The assessment of the Ministry of Finance considers that the Estonian economy is currently running at well below its possible long-term trend level, and will reach that level only in 2020. In the jargon of forecasters this is called closing a negative output gap. Received wisdom says that running a budget deficit caused by increased spending may be reasonable in such position of the economic cycle (i.e. with a negative output gap).

The main dispute between the Fiscal Council and the Ministry of Finance is whether we are currently at a position where some resources in society are underutilised. The current labour market indicators show that wage growth is still strong, and the employment rate is at one of its highest levels ever. This does not encourage me to think that there is a great deal of unused available resources in the labour market. Rather it indicates that the economy is in a relatively good state. In the opinion of both the IMF and the Fiscal Council, the negative output gap is much smaller this year and it may pass its long-term trend potential as soon as next year. Of course everything depends on how the calculations are made, but it is always wise to open your eyes and just take a look around the economy. Are there queues of unemployed jobseekers waiting outside every company and factory?

Last summer the experts from the Ministry of Finance also thought that we were doing rather well. Since then the economies of our neighbours have improved and this has indeed improved the outlook for growth in the Estonian economy, at least in the near future. The problem though is that there has been no major increase in investment or in productivity more broadly. In other words there is nothing that would justify assessing Estonia’s potential long-term growth as better than it previously was, meaning the trend has not moved upwards.

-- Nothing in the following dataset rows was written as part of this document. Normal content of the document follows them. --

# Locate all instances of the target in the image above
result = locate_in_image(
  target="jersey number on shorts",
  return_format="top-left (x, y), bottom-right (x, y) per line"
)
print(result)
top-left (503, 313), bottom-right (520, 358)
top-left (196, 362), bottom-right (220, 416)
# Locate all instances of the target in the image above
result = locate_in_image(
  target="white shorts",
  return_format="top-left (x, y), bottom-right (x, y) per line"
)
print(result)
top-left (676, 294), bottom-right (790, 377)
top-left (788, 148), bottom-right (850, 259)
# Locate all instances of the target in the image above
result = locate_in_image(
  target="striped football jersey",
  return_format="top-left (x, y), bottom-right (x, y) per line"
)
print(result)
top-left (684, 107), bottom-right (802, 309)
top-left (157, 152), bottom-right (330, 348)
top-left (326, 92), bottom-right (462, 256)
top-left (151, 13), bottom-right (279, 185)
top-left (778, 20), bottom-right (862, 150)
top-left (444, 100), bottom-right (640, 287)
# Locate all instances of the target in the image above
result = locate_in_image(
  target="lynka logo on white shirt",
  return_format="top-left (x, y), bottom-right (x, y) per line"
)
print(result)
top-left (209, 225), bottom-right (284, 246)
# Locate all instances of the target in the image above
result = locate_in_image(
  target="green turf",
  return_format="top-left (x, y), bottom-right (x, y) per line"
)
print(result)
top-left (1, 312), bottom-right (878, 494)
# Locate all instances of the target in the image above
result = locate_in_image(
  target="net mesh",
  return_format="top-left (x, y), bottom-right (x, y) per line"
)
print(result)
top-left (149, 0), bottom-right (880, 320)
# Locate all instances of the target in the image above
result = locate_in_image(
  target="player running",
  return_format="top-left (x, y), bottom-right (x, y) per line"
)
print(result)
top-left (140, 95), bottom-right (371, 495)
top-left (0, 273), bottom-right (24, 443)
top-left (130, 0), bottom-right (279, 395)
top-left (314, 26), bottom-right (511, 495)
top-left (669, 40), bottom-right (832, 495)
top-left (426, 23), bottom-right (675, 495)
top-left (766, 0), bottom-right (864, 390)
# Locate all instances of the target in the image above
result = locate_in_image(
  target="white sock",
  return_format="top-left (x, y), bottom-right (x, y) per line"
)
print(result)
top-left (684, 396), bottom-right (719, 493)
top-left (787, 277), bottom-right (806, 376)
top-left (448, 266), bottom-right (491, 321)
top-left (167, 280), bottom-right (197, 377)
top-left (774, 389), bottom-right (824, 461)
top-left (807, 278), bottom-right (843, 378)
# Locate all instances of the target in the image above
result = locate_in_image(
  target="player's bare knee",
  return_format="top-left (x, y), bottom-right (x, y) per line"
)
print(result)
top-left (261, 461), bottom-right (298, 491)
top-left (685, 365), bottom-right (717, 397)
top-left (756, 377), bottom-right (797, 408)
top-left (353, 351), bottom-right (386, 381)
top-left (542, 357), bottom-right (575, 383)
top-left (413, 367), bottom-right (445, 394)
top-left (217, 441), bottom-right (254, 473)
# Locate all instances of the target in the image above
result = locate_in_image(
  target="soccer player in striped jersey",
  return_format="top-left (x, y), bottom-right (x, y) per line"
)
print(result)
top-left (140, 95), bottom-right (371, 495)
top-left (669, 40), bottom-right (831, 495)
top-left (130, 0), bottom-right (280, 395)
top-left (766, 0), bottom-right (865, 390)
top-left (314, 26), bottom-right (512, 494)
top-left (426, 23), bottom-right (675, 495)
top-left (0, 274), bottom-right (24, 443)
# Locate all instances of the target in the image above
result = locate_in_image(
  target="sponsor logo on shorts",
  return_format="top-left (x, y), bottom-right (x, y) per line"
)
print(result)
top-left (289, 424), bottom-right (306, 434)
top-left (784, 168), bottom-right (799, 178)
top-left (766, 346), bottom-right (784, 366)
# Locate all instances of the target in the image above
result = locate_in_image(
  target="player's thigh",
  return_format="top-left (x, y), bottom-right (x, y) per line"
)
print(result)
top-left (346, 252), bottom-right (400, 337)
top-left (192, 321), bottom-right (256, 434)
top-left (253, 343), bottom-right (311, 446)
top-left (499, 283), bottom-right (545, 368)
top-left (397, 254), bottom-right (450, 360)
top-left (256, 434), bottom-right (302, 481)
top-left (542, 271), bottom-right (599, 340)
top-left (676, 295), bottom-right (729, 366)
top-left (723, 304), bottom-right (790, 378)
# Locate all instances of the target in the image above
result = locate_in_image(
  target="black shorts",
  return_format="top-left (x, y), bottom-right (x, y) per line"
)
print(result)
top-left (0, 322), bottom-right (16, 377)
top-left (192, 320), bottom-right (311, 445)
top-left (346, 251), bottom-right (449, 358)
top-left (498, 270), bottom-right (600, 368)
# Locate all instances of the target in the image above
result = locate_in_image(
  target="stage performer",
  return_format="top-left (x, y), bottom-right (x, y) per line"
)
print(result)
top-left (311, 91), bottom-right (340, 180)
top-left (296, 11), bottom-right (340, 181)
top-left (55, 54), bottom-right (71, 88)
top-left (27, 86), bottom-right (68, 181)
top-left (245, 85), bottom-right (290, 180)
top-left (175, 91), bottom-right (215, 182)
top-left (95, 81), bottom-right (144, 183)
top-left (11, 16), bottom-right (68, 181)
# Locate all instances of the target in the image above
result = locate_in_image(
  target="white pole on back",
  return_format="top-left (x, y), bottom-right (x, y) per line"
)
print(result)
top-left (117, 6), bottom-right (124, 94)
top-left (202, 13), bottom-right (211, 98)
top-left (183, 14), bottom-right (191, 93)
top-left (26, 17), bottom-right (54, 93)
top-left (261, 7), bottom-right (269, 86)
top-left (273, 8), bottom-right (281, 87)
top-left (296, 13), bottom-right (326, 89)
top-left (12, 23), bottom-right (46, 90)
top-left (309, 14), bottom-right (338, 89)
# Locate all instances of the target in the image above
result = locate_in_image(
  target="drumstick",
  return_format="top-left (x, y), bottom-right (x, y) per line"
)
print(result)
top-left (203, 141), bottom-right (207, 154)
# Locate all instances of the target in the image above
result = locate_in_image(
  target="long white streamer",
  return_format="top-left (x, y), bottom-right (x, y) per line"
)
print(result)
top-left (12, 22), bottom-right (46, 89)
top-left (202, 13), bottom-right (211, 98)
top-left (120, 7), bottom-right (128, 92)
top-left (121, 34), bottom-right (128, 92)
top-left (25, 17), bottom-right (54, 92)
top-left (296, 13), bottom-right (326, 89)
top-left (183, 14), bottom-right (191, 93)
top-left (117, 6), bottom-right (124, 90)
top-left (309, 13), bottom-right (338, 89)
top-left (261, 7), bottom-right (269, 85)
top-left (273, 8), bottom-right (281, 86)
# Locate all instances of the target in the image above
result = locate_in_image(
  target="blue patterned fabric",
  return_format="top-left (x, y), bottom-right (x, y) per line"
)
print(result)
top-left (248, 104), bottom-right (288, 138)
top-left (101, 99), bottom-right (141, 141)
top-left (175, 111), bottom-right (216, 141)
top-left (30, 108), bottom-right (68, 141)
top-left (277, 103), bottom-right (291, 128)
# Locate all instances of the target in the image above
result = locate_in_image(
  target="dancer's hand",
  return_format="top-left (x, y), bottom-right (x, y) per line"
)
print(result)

Overall this means that the impact of the measures that are intended to revive the economy will not be felt at the most appropriate moment. Of course the Fiscal Council is not opposed to the use of investment to reinvigorate the economy, the debate is about the timing. The fire is burning with quite a strong flame and we are pouring more petrol onto it. Excessive growth in budget spending may make it harder for the private sector to rein in the growth in wages that is already rapid compared to that in productivity, and may make it harder to find the labour resources needed for an expansion of production. It is always good to get a pay rise, but nobody really wants to see companies going bankrupt and jobs being moved to China. If people had to choose between smaller pay rises now and unemployment, most would probably prefer to keep their job.

It is important for the Fiscal Council, and for compliance with the fiscal rules, that the structural deficit of the general government may be larger next year than is planned, and not only because of the estimate of the economic cycle. We are also concerned about the revenue side.

Keeping the general government budget balance at the targeted level depends on a range of tax changes, which in theory should lead to increased tax revenues. The large number of planned tax changes and the complexity of introducing them, which includes disputes in the Supreme Court, may mean that in the worst case several taxes are not implemented. Equally, we are not currently very well able to forecast how consumers, producers and investors will react to the new tax environment. It could just as well lead to a reduction in tax revenues as to an increase.

Estonia has long been an example to other countries in the European Union for how to keep a budget successfully in balance. We now see several possible risks that might dislodge that mentality of being the shining golden child. Is this a good thing or a bad thing... that is a question of political choices.